Angleterre
Avril 2010
L’enterrement était achevé. La réception se dispersait. Benjamin décida qu’il était l’heure de partir.
« Papa, je crois que je vais bouger.
— Très bien, je viens avec toi », répondit Colin.
Ils se dirigèrent vers la porte du pub et s’éclipsèrent sans dire au revoir à personne. La rue du village était déserte, silencieuse au soleil tardif.
« On ne devrait pas s’en aller comme ça, tout de même, dit Benjamin en se retournant vers le pub d’un air perplexe.
— Et pourquoi ? J’ai parlé avec tous ceux avec qui je voulais parler. Allez, viens, conduis-moi à la voiture. »
Benjamin tendit le bras à son père qui s’y accrocha d’une poigne incertaine. Il tenait mieux sur ses jambes, de cette façon. Avec une lenteur indescriptible, ils prirent la direction du parking.

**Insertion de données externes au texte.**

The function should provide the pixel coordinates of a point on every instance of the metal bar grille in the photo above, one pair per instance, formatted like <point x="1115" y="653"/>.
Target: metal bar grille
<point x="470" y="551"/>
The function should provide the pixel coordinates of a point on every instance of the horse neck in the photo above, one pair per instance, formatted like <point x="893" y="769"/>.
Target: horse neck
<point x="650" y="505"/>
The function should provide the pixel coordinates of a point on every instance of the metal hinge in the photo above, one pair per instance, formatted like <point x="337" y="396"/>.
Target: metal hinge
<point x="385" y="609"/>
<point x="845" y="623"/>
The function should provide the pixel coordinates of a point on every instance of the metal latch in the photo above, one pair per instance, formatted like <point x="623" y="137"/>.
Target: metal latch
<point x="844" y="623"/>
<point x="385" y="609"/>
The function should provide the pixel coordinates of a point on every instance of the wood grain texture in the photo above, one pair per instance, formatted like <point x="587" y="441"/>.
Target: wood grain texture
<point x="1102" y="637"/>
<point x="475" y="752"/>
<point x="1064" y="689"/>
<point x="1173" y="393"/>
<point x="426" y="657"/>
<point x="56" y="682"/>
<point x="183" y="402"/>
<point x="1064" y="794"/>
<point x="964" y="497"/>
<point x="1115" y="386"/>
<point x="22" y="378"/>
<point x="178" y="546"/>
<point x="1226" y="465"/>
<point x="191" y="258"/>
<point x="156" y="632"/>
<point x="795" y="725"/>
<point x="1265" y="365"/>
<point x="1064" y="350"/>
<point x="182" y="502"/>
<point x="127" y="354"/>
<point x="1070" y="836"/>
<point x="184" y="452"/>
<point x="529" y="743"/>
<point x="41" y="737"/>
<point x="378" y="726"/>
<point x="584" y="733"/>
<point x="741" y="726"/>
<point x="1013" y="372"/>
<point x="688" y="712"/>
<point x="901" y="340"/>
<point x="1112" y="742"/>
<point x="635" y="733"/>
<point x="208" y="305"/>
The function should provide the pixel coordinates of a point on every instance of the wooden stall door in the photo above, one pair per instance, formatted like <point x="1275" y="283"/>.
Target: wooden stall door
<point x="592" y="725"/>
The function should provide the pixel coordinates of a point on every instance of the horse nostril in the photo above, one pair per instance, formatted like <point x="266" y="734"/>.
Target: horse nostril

« Je ne veux pas rentrer chez moi, dit Colin. C’est au-dessus de mes forces, sans elle. Emmène-moi chez toi.
— Bien sûr », répondit Benjamin, le cœur sombrant dans sa poitrine. Le moment de quiétude qu’il s’était promis, solitude, méditation avec verre de cidre à la vieille table en fer forgé, murmure de la rivière qui ondulait son cours hors du temps, tout cela disparut en fumée dans le ciel de l’après-midi. Tant pis. Son devoir était auprès de son père aujourd’hui. « Tu veux passer la nuit chez moi ?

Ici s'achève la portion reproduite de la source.